Both towns have promoted the use of public transit – which is free in Canmore – and Roam Transit also introduced new routes to reach Lake Louise and Johnston Canyon.
As municipal staff and councils work towards making life manageable for residents and still allow for tourism-related businesses to thrive, without the province getting on board the approach is merely a Band-Aid.
Earlier this year, the Alberta government announced in its budget it expected the money brought in by tourism to double to about $20 billion in 2030.
For communities such as Banff and Canmore already taxed to the limit by visitation, it is a sign things need to change and the Alberta government has to come to the table to help the mountain towns.
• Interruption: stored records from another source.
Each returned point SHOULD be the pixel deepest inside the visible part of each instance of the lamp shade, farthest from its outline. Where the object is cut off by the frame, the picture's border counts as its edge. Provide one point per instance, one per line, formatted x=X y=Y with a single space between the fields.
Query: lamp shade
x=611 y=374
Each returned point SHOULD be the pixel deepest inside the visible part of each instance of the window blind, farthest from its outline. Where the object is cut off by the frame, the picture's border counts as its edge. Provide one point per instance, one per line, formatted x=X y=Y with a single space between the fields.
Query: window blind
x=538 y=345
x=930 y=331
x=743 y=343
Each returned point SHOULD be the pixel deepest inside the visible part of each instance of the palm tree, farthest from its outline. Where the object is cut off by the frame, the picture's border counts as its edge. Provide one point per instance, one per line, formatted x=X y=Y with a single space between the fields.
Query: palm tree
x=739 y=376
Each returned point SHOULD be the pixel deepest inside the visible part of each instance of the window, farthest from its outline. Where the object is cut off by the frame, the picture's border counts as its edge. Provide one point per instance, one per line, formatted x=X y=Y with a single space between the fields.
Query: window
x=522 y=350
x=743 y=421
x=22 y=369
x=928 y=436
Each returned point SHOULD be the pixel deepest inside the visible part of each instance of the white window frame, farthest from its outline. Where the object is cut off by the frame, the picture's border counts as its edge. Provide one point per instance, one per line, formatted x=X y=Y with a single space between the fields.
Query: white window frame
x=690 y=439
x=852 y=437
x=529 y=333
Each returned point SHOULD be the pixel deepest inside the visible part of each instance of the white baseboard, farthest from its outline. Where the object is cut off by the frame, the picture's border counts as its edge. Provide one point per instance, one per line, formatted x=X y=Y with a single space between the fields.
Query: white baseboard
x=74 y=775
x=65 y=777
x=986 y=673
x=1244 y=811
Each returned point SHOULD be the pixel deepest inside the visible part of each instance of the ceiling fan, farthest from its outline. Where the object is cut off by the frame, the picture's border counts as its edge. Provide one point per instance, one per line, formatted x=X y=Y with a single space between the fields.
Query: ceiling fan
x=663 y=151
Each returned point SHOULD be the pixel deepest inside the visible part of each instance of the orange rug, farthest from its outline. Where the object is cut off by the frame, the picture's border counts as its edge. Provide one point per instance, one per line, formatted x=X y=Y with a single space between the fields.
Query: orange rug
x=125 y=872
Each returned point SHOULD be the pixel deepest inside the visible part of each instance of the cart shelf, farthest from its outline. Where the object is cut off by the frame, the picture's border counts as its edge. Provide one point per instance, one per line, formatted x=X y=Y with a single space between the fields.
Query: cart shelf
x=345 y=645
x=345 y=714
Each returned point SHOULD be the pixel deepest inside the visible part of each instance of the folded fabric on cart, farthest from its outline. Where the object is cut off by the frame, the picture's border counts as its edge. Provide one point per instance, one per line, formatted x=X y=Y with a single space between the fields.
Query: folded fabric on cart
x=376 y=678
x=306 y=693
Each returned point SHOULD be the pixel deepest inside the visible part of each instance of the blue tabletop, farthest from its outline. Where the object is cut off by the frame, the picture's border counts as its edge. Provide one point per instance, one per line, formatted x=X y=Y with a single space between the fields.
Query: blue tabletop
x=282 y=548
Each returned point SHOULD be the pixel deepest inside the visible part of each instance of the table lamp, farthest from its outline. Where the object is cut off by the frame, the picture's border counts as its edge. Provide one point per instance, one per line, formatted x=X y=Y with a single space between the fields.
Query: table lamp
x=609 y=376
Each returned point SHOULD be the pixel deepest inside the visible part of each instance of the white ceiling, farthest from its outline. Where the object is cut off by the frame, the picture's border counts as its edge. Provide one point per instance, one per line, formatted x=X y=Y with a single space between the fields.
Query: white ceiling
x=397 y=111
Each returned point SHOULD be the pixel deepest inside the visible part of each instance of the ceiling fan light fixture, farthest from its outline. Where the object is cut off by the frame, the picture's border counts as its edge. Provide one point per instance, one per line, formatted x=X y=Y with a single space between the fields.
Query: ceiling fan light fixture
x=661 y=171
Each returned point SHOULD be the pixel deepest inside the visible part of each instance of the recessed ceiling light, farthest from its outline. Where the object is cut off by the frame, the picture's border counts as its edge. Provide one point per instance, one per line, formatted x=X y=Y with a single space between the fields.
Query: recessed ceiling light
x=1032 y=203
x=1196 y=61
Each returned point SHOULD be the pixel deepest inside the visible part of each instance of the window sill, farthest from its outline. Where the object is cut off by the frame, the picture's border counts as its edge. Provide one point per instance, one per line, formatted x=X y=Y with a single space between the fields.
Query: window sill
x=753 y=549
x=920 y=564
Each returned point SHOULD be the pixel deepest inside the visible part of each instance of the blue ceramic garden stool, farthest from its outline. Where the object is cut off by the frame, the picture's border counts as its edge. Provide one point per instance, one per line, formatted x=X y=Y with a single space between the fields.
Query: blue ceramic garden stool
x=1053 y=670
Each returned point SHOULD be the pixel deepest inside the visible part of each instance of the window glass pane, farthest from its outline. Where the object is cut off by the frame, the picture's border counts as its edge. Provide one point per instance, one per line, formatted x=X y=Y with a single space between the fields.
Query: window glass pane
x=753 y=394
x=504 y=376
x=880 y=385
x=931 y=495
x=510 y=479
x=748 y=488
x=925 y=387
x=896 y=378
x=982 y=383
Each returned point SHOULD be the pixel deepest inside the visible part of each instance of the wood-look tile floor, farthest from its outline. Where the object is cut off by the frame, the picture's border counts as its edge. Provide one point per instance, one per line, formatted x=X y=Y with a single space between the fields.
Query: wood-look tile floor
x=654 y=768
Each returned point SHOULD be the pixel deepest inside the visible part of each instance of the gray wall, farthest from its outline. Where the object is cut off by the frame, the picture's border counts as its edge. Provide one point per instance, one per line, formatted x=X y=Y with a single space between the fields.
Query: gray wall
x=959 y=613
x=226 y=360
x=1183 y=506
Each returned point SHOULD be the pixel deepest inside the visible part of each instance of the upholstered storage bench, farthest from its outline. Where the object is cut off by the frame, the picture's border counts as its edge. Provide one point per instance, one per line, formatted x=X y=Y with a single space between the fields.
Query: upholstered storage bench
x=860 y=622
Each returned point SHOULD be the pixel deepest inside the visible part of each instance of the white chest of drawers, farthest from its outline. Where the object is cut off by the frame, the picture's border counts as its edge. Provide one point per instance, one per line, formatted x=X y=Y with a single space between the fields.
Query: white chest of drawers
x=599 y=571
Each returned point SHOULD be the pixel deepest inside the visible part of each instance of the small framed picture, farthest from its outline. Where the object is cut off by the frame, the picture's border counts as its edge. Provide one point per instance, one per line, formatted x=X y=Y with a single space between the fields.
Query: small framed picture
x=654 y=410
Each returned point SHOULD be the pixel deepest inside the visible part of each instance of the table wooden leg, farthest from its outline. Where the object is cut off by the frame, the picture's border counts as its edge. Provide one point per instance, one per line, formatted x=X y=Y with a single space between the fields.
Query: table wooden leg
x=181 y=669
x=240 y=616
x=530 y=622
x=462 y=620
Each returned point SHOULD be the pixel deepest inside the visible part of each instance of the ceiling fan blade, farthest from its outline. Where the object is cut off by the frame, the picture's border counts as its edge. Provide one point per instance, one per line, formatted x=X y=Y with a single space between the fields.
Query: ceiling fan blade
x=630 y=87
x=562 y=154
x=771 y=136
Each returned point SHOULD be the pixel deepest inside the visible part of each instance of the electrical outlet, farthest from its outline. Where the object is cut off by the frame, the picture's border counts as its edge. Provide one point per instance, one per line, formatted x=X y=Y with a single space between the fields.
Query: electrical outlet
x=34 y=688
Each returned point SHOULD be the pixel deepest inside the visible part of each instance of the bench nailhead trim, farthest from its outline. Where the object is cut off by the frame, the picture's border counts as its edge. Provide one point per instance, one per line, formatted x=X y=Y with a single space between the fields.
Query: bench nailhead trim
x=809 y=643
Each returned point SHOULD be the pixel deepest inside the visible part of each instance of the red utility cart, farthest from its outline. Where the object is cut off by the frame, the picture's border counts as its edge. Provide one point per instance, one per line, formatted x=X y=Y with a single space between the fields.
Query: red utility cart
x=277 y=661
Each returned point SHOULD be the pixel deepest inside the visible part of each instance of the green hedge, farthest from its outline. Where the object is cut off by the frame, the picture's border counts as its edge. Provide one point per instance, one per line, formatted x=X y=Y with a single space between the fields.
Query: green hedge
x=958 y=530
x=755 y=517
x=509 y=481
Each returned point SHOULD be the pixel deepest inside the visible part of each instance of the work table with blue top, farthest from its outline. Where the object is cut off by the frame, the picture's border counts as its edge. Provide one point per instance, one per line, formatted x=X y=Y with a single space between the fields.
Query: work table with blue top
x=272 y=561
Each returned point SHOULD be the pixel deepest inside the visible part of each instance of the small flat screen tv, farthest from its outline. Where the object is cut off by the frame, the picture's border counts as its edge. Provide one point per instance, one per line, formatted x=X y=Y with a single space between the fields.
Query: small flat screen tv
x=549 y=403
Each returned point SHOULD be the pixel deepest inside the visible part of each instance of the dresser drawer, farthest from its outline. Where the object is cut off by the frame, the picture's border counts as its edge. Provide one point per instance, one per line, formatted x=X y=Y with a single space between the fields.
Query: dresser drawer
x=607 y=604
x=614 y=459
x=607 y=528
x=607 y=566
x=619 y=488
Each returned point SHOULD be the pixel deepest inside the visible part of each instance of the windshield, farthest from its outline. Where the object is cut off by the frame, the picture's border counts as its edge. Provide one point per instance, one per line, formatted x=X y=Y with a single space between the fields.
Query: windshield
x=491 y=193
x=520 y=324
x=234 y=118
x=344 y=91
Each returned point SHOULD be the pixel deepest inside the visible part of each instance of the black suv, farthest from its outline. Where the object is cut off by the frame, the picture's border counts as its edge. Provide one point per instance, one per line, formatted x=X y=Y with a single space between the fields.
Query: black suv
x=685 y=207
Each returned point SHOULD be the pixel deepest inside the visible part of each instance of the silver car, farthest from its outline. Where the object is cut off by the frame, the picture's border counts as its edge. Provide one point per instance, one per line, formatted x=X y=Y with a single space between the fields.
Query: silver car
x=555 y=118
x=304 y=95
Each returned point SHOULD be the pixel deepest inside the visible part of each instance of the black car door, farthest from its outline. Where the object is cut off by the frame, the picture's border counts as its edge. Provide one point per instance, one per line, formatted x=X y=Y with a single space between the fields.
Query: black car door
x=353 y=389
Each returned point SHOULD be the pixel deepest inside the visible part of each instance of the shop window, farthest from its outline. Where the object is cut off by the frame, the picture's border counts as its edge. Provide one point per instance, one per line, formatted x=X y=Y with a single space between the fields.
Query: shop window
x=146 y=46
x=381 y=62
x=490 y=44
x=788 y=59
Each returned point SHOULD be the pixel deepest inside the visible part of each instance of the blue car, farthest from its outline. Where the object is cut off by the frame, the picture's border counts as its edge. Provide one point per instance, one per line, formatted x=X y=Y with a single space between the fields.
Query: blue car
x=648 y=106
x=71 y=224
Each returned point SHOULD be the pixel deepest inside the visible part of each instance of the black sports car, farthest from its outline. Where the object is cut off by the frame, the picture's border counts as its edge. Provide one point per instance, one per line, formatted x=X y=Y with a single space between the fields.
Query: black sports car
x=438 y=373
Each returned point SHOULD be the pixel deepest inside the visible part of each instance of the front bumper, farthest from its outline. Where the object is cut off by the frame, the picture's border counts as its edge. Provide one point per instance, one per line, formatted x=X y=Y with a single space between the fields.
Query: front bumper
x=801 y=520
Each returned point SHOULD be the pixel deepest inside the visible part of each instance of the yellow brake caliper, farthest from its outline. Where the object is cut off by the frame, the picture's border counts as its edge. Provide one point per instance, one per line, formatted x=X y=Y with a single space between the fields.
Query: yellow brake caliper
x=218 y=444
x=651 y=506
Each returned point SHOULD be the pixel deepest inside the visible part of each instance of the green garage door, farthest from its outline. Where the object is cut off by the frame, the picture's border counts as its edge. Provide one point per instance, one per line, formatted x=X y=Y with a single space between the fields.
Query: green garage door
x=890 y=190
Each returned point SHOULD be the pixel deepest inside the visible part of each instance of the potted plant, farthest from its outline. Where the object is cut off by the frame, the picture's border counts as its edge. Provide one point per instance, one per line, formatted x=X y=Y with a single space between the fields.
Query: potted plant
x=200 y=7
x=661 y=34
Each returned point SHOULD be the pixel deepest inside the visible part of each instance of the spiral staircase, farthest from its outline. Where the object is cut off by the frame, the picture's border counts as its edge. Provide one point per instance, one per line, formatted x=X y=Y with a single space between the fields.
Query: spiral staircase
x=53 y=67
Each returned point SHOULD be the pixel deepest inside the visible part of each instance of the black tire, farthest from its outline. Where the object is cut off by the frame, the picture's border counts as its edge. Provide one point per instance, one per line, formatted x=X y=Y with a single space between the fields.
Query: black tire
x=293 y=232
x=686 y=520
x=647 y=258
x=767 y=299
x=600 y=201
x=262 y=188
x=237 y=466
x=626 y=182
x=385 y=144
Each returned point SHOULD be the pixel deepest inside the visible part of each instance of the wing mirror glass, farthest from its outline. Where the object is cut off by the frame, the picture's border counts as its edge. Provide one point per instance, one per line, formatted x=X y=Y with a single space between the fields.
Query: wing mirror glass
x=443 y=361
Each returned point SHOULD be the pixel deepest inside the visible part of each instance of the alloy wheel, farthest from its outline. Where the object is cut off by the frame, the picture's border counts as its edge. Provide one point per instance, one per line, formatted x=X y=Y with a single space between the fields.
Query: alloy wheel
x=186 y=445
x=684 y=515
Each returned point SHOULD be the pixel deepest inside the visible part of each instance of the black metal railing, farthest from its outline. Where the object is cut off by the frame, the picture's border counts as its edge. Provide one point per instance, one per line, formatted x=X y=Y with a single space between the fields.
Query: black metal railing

The province has refused every proposal and advocacy attempt to provide resort municipality status to Banff, Canmore and Jasper for the last two decades. The move would require a change in the Municipal Government Act (MGA) and allow the tourism-based municipalities to collect extra revenue from visitors, which in turn could go into needed infrastructure repairs.
The status exists in British Columbia and Prince Edward Island and has brought financial relief for taxpayers in those communities.
Banff has heavily lobbied the province for the change since the 1990s and Canmore joined in putting pressure on the Edmonton-based government, particularly in the last decade.
Dozens of ministers in several departments have been lobbied, but to no avail.
Both Banff and Canmore have found methods to collect some revenue from visitors that is legally allowed under the MGA.
Banff brought in paid parking in its downtown, while Canmore received about $220,000 – three times more than they originally anticipated – on parking in Quarry Lake.
Canmore will also introduce downtown paid parking in 2022, which will undoubtedly help Town coffers and ease the infrastructure costs slightly off the backs of taxpayers.
When Canmore council received its tourism task force report at its Oct. 5 meeting, the consultant called the status “an uphill battle” but if permitted it would be “a magic bullet.”
If the province is serious about tourism being a major economic force in Alberta, it needs to work with the Bow Valley and the incoming municipal councils on a tourism strategy that promotes sustainability, aids in infrastructure costs and ensures the popular regional spots are not overrun.
For many residents, municipal government is their main point of contact when it comes to the public sector. They collect the taxes, you can see council members on the street and are often able to email or call them and get an answer without jumping through hoops. However, it’s the lowest of the three governmental tiers and largely the plaything of the province.
Any serious change needs to have not only the local municipalities and businesses working together, but it is essential to have a willing province at the table ready to make concessions.